Easy To Make Brown Butter Recipe At Home

A brown butter sauce, or beurre noisette, is a traditional French sauce used both in savory and sweet dishes. The name, which means "hazelnut butter" in French, refers to the nutty, roasted flavour and scent of the food. Unsalted butter is the only ingredient in brown butter, thus using the proper equipment and techniques is essential for success. After all, although many recipes may be altered, this one necessitates close attention because there is a thin border between brown butter and burnt butter. 

How to Make Brown Butter 

When butter is melted, milk particles that have settled to the bottom of the pan are combined with milk fat. As a result, the milk solids begin to simmer and brown, giving the sauce its unique colour and flavour. Despite being a standard cooking method, a lot of people find up burning the butter because of its low smoke point. Having said that, let's discuss the procedure. 

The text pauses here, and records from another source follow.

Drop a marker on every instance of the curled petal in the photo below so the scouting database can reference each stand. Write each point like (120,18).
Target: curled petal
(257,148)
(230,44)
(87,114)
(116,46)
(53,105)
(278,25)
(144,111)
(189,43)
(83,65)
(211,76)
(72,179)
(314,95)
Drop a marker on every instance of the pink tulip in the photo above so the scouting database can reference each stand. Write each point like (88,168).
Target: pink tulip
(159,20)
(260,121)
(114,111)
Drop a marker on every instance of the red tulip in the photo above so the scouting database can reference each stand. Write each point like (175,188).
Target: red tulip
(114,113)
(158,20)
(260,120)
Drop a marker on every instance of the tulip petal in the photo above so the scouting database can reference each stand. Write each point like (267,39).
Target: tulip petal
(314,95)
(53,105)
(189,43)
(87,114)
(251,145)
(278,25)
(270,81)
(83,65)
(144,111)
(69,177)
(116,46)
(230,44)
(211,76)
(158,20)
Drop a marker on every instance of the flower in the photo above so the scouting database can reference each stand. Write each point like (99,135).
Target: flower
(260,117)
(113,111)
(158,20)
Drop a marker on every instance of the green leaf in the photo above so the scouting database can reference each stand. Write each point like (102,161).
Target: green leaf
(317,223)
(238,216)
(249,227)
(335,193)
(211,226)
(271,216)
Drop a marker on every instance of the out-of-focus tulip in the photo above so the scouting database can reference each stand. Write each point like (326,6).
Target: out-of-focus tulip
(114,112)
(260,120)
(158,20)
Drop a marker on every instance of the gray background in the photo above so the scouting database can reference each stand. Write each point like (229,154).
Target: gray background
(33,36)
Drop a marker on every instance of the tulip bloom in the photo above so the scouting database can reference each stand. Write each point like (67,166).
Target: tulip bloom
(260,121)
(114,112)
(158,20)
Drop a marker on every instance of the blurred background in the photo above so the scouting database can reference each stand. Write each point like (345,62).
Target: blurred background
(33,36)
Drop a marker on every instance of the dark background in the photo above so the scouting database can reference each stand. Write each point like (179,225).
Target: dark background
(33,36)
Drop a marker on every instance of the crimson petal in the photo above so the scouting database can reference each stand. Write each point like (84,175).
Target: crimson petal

We advise using a shallow stainless-steel pan since it enables you to precisely watch your butter's colour and cooking progress. The butter will start to foam as it melts when heated to a medium-high temperature. To evenly disperse the heat, occasionally stir or swirl the pan. From this point on, the butter is really starting to brown and be at risk of burning, so whisk it at nearly constant speed as the foam starts to subside. It's time to take your butter off the hob and pour it into a heatproof basin when it turns caramel-colored and has a toasted aroma. 

Although it tastes slightly roasted and sweet, brown butter is frequently compared to toffee. You may specify just how browned you need your brown butter, and it definitely has a deeper flavour than regular butter. Yet, it must never taste burned. If you do unintentionally burn your batch, you can still use it by putting it through a coffee filter to remove most of the burned pieces. 

How It Is Different From Other Fats 

You've probably seen how similar clarified butter and brown butter are if you're familiar with the idea of clarified butter. Nevertheless, they are not the same. Melting butter is the first step in the creation of clarified and brown butter, but as the milk fat separates from the milk proteins, the two processes become different. Clarified butter only retains the butterfat, therefore the milk solids are removed and there are no dairy ingredients in the finished product. 

Although it is now common in many nations, ghee was originally utilised in Indian kitchens. Think of it as a cross between clarified butter and brown butter, where the milk solids are burnt and the butter is melted. However, these roasted pieces are filtered out rather than included, giving the butterfat a nutty flavour. 

We briefly indicated that you may customise how brown your brown butter is, which is true. However there are also significant variations in the typical applications of each kind. A golden-brown butter goes well with roasted vegetables or in dishes that could be easily dominated by a more powerful brown butter. Popular sauces for fish and pasta include a chestnut-brown butter that is frequently infused with sage or tarragon. Last but not least, dark-brown butter is a fantastic counterpoint to the sweetness of baked products like an apple galette or chocolate chip cookies. 


Your product is more resistant to deterioration when the dairy from butter is either removed (clarified butter) or toasted (brown butter). Brown butter can be securely kept in the refrigerator for at least two weeks in a sealed container. So, if you're ever unsure, just take a whiff. Consider it to be expired if the scent is sour or significantly different from the aroma it had when it first popped off the cooker. However, brown butter also keeps well in an airtight container in the freezer for up to three months, so it's preferable to freeze yours if you won't be using it for a while.